Y dicho esto... ¡¡a volar!! No, no nos vamos a ningún aeropuerto para coger un avión a ningún sitio... nos vamos a Aerodium. Se trata de un túnel de viento de casi 4 metros de diámetro que genera una corriente de aire a 200 km/h y que te eleva a varios metros.
Tras un vídeo demostrativo, un pequeño examen por parte del instructor (que sólo le falta ponernos deberes para casa), y una sesión de gimnasia a lo Eva Nasarre, subes a la plataforma... Pablo ha preferido quedarse fuera, así que estamos un grupo de tres y me toca el último. Mis predecesores lo hacen regular... y pensando que tiene que ser bastante fácil y que yo me elevaré como un pajarillo caigo como un pavo... como un pavo relleno. La boyuna me causa estragos y hace que me ostie repetidas veces contra los hinchables. Poco a poco aprendo a controlar la posición y consigo elevarme algunos metros... y, ¡¡es una pasada!! Aunque cuesta subir, cada segundo que estás suspendido en aire te proporciona una sensación de libertad indescriptible. Eso sí, para poder volar tienes que pagar ¡¡un precio que está por las nubes!!

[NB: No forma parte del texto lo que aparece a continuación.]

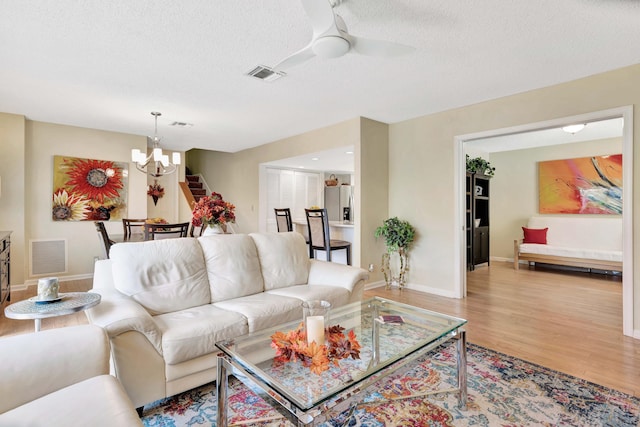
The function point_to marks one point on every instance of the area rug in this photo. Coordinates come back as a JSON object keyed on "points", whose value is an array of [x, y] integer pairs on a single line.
{"points": [[503, 391]]}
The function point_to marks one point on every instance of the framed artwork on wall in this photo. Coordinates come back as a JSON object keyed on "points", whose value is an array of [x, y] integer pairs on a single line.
{"points": [[88, 189], [585, 185]]}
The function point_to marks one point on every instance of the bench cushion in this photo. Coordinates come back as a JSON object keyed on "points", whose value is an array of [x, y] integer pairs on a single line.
{"points": [[233, 266], [600, 233]]}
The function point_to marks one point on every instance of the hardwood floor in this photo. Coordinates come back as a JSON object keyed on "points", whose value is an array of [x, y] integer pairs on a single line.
{"points": [[569, 322]]}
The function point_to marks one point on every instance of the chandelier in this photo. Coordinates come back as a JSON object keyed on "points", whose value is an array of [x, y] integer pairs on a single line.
{"points": [[157, 163]]}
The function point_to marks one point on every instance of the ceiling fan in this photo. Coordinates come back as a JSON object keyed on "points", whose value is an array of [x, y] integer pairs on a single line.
{"points": [[331, 39]]}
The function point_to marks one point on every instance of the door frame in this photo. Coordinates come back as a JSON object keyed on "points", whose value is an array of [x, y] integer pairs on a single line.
{"points": [[626, 112]]}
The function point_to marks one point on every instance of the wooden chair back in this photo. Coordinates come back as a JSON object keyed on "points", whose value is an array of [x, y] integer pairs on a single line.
{"points": [[104, 238]]}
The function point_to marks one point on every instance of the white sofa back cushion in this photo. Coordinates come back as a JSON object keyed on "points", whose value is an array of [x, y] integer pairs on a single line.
{"points": [[284, 259], [601, 232], [232, 264], [162, 275]]}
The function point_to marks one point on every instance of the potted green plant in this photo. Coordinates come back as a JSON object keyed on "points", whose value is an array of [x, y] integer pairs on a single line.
{"points": [[480, 165], [399, 236]]}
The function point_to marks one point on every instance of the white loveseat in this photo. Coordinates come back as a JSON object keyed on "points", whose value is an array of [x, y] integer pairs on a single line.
{"points": [[587, 242], [60, 378], [165, 303]]}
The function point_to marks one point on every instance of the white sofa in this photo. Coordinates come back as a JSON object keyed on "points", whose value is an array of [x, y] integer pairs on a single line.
{"points": [[166, 303], [60, 378], [593, 242]]}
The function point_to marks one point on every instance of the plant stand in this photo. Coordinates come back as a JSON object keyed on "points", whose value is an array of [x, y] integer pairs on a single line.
{"points": [[394, 267]]}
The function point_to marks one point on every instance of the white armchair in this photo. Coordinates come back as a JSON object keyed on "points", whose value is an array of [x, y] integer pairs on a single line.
{"points": [[60, 378]]}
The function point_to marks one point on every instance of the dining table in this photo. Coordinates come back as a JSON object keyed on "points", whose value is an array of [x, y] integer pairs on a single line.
{"points": [[122, 238]]}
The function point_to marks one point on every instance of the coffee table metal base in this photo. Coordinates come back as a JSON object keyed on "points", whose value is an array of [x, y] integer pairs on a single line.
{"points": [[346, 400]]}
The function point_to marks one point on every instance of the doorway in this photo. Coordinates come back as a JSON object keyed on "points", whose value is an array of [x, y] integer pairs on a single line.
{"points": [[626, 113]]}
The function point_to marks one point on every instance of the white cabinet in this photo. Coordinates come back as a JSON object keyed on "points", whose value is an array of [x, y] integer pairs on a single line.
{"points": [[294, 190]]}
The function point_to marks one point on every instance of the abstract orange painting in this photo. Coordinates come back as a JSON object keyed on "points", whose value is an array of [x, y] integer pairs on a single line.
{"points": [[585, 185], [88, 189]]}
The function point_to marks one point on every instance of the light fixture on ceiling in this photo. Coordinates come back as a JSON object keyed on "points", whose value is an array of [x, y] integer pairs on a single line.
{"points": [[574, 128], [157, 163]]}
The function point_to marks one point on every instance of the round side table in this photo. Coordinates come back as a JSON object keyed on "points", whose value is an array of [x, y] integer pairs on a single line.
{"points": [[69, 303]]}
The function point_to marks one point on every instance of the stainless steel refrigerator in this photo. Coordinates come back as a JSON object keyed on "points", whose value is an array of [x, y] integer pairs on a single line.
{"points": [[338, 201]]}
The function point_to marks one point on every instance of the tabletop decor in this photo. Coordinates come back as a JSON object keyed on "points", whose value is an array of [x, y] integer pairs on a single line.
{"points": [[398, 237], [292, 346], [213, 211], [156, 191]]}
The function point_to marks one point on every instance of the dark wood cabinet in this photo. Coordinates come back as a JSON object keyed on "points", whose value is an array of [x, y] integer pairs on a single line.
{"points": [[5, 266], [477, 219]]}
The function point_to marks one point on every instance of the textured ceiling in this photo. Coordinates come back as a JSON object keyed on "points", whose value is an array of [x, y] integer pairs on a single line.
{"points": [[108, 64]]}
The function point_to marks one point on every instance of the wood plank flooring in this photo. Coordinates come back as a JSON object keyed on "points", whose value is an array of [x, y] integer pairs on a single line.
{"points": [[569, 322]]}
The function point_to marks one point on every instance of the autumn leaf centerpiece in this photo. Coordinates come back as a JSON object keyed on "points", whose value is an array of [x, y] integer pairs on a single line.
{"points": [[292, 346]]}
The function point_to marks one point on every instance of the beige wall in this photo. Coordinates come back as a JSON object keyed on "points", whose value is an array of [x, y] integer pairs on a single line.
{"points": [[13, 208], [236, 175], [44, 140], [421, 164], [26, 167], [514, 189]]}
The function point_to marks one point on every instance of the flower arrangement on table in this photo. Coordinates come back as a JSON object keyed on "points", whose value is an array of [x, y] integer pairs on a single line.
{"points": [[155, 191], [213, 210], [291, 346]]}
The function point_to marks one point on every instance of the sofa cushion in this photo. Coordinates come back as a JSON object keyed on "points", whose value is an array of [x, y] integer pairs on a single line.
{"points": [[336, 295], [284, 259], [232, 264], [264, 310], [98, 401], [190, 333], [535, 235], [162, 275]]}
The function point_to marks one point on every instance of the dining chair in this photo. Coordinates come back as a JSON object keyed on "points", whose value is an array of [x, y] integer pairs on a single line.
{"points": [[131, 225], [319, 237], [165, 231], [283, 219], [104, 238]]}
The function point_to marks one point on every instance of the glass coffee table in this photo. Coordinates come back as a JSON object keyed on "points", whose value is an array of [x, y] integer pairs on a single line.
{"points": [[306, 398]]}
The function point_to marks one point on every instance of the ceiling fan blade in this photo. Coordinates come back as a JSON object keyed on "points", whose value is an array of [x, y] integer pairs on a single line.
{"points": [[297, 58], [320, 14], [378, 47]]}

Casualidades de la vida, y maravillas de la era digital, un amigo de Pablo se encuentra de viaje por la zona con una amiga. Así que, como quien queda en el bar de la esquina, quedamos en el centro de Rīga. Los Krog son como se denominan las tabernas tradicionales de Letonia, y la cadena Lido es una de las más famosas en la capital letona. Cenamos en una de ellas y finalizamos el día tomando unos cócteles en la planta 26 del hotel Radisson... con unas vistas espectaculares de lo que veremos mañana: Rīga.